Investing.com – Gold prices retreated as dollar strength and renewed investor appetite for riskier assets lowered demand for safe-haven gold.
Gold futures for June delivery on the Comex division of the New York Mercantile Exchange fell by $15.80, or 0.71%, to $1,337.40 a troy ounce.
Risk appetite returned as US stocks bounded back from sharp declines a day earlier, while dollar strength also pressured gold prices to near session lows of $1,332.70 a troy ounce.
Gold prices had rallied sharply a day earlier Monday following as investors piled into safe-haven assets amid worries over escalating U.S.-China trade tensions after Beijing imposed tariffs on US food imports, retaliating against the U.S. tariffs on steel and aluminium imports
Analysts continue to expect that gold prices will remain roughly range bound – between $1,310 to $1,360 – amid a lack of trigger events to push the precious metal beyond its range.

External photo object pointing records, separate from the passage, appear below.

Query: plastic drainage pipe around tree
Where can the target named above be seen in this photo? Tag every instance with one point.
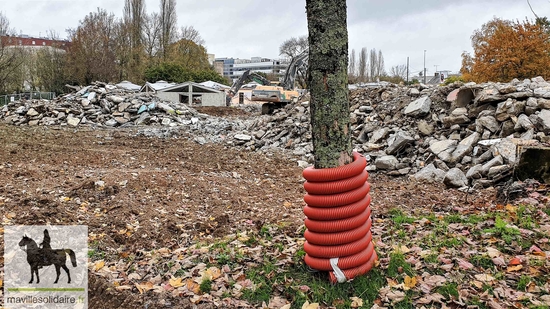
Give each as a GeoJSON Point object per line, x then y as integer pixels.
{"type": "Point", "coordinates": [338, 235]}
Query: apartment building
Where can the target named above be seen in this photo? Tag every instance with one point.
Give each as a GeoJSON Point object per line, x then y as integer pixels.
{"type": "Point", "coordinates": [234, 68]}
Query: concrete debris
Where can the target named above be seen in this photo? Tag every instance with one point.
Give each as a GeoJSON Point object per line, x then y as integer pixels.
{"type": "Point", "coordinates": [100, 105]}
{"type": "Point", "coordinates": [459, 135]}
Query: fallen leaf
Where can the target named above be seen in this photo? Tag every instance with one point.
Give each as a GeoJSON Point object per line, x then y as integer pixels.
{"type": "Point", "coordinates": [514, 268]}
{"type": "Point", "coordinates": [192, 286]}
{"type": "Point", "coordinates": [484, 277]}
{"type": "Point", "coordinates": [278, 302]}
{"type": "Point", "coordinates": [304, 288]}
{"type": "Point", "coordinates": [144, 287]}
{"type": "Point", "coordinates": [511, 209]}
{"type": "Point", "coordinates": [499, 261]}
{"type": "Point", "coordinates": [307, 305]}
{"type": "Point", "coordinates": [465, 264]}
{"type": "Point", "coordinates": [396, 296]}
{"type": "Point", "coordinates": [176, 282]}
{"type": "Point", "coordinates": [493, 253]}
{"type": "Point", "coordinates": [213, 273]}
{"type": "Point", "coordinates": [99, 265]}
{"type": "Point", "coordinates": [409, 283]}
{"type": "Point", "coordinates": [356, 302]}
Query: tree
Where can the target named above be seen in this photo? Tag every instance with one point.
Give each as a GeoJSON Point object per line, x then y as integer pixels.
{"type": "Point", "coordinates": [352, 67]}
{"type": "Point", "coordinates": [189, 51]}
{"type": "Point", "coordinates": [293, 47]}
{"type": "Point", "coordinates": [504, 50]}
{"type": "Point", "coordinates": [151, 36]}
{"type": "Point", "coordinates": [168, 26]}
{"type": "Point", "coordinates": [380, 70]}
{"type": "Point", "coordinates": [11, 59]}
{"type": "Point", "coordinates": [130, 32]}
{"type": "Point", "coordinates": [92, 54]}
{"type": "Point", "coordinates": [398, 72]}
{"type": "Point", "coordinates": [134, 17]}
{"type": "Point", "coordinates": [363, 65]}
{"type": "Point", "coordinates": [328, 79]}
{"type": "Point", "coordinates": [373, 61]}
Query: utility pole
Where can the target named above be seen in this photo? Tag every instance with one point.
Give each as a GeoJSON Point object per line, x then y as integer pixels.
{"type": "Point", "coordinates": [407, 70]}
{"type": "Point", "coordinates": [424, 66]}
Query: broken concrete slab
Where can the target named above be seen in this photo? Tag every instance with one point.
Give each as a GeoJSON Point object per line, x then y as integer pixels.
{"type": "Point", "coordinates": [534, 163]}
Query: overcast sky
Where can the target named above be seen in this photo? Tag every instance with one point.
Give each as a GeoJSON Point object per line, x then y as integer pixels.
{"type": "Point", "coordinates": [248, 28]}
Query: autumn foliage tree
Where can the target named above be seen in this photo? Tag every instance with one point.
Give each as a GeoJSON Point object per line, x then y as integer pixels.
{"type": "Point", "coordinates": [504, 50]}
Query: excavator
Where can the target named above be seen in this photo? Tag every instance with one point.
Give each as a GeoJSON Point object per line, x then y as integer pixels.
{"type": "Point", "coordinates": [274, 96]}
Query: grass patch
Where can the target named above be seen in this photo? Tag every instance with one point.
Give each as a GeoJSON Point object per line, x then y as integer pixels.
{"type": "Point", "coordinates": [482, 260]}
{"type": "Point", "coordinates": [398, 217]}
{"type": "Point", "coordinates": [523, 282]}
{"type": "Point", "coordinates": [449, 290]}
{"type": "Point", "coordinates": [399, 266]}
{"type": "Point", "coordinates": [319, 289]}
{"type": "Point", "coordinates": [501, 229]}
{"type": "Point", "coordinates": [206, 286]}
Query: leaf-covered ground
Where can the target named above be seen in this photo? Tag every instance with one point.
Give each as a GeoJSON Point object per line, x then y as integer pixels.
{"type": "Point", "coordinates": [174, 224]}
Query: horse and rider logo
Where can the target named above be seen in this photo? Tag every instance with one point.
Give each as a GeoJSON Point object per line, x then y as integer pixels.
{"type": "Point", "coordinates": [44, 255]}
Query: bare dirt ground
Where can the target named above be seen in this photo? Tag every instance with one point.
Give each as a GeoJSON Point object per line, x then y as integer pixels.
{"type": "Point", "coordinates": [140, 194]}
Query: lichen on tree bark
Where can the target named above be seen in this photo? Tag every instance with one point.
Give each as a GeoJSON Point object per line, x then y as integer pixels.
{"type": "Point", "coordinates": [328, 80]}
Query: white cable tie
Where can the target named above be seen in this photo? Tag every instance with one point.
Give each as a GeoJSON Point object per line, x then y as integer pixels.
{"type": "Point", "coordinates": [337, 271]}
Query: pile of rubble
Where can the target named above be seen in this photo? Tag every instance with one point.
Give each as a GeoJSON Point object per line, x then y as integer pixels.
{"type": "Point", "coordinates": [461, 134]}
{"type": "Point", "coordinates": [99, 104]}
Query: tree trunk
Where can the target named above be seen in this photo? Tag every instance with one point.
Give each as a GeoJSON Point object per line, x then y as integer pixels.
{"type": "Point", "coordinates": [328, 81]}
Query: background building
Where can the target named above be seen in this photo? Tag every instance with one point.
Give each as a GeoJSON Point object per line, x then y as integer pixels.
{"type": "Point", "coordinates": [234, 68]}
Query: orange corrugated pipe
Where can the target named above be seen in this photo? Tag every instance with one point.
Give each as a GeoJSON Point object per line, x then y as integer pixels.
{"type": "Point", "coordinates": [338, 236]}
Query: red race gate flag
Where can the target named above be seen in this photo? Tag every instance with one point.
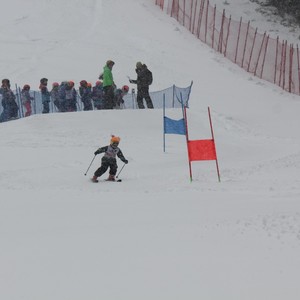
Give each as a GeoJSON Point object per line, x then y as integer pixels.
{"type": "Point", "coordinates": [202, 150]}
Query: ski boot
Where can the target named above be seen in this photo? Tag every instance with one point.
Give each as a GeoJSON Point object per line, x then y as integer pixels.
{"type": "Point", "coordinates": [94, 179]}
{"type": "Point", "coordinates": [111, 178]}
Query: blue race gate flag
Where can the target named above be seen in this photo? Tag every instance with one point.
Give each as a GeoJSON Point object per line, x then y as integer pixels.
{"type": "Point", "coordinates": [174, 126]}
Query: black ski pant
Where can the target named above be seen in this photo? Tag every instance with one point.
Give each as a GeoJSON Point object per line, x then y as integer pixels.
{"type": "Point", "coordinates": [143, 93]}
{"type": "Point", "coordinates": [105, 164]}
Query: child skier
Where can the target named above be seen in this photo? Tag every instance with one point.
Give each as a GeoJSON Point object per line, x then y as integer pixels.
{"type": "Point", "coordinates": [109, 159]}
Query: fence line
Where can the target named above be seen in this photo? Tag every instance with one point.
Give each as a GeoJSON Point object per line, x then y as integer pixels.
{"type": "Point", "coordinates": [270, 59]}
{"type": "Point", "coordinates": [174, 96]}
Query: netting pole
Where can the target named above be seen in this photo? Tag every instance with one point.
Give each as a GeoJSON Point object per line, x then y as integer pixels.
{"type": "Point", "coordinates": [276, 59]}
{"type": "Point", "coordinates": [291, 67]}
{"type": "Point", "coordinates": [238, 41]}
{"type": "Point", "coordinates": [245, 45]}
{"type": "Point", "coordinates": [284, 64]}
{"type": "Point", "coordinates": [259, 53]}
{"type": "Point", "coordinates": [207, 5]}
{"type": "Point", "coordinates": [250, 58]}
{"type": "Point", "coordinates": [214, 28]}
{"type": "Point", "coordinates": [264, 59]}
{"type": "Point", "coordinates": [221, 32]}
{"type": "Point", "coordinates": [183, 13]}
{"type": "Point", "coordinates": [200, 18]}
{"type": "Point", "coordinates": [228, 29]}
{"type": "Point", "coordinates": [298, 60]}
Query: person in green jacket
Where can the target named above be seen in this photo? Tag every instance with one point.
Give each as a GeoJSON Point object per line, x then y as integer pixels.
{"type": "Point", "coordinates": [108, 84]}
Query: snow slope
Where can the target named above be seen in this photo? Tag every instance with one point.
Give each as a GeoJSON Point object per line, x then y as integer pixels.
{"type": "Point", "coordinates": [156, 235]}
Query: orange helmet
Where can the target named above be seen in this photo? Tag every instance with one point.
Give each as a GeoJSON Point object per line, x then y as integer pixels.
{"type": "Point", "coordinates": [125, 88]}
{"type": "Point", "coordinates": [114, 140]}
{"type": "Point", "coordinates": [83, 83]}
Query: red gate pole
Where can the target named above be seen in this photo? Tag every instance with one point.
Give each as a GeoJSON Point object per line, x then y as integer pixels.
{"type": "Point", "coordinates": [187, 143]}
{"type": "Point", "coordinates": [213, 138]}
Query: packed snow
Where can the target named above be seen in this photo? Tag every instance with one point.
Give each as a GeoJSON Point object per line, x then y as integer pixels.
{"type": "Point", "coordinates": [155, 235]}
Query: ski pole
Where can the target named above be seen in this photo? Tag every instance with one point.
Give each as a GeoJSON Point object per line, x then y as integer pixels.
{"type": "Point", "coordinates": [120, 170]}
{"type": "Point", "coordinates": [89, 166]}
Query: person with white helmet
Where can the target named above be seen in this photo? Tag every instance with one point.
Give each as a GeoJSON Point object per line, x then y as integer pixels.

Rick Rule, chief executive officer of Sprott U.S. Holdings Inc., however, suggested last week that gold could surge to the highest level in five years if a global trade war breaks out.
In other precious metal trade, silver futures fell 1.66% to $16.40 a troy ounce, while platinum futures fell 0.77% to $929.30 an ounce.
Copper rose 0.36% to $3.06, while natural gas rose 0.56% to $2.70.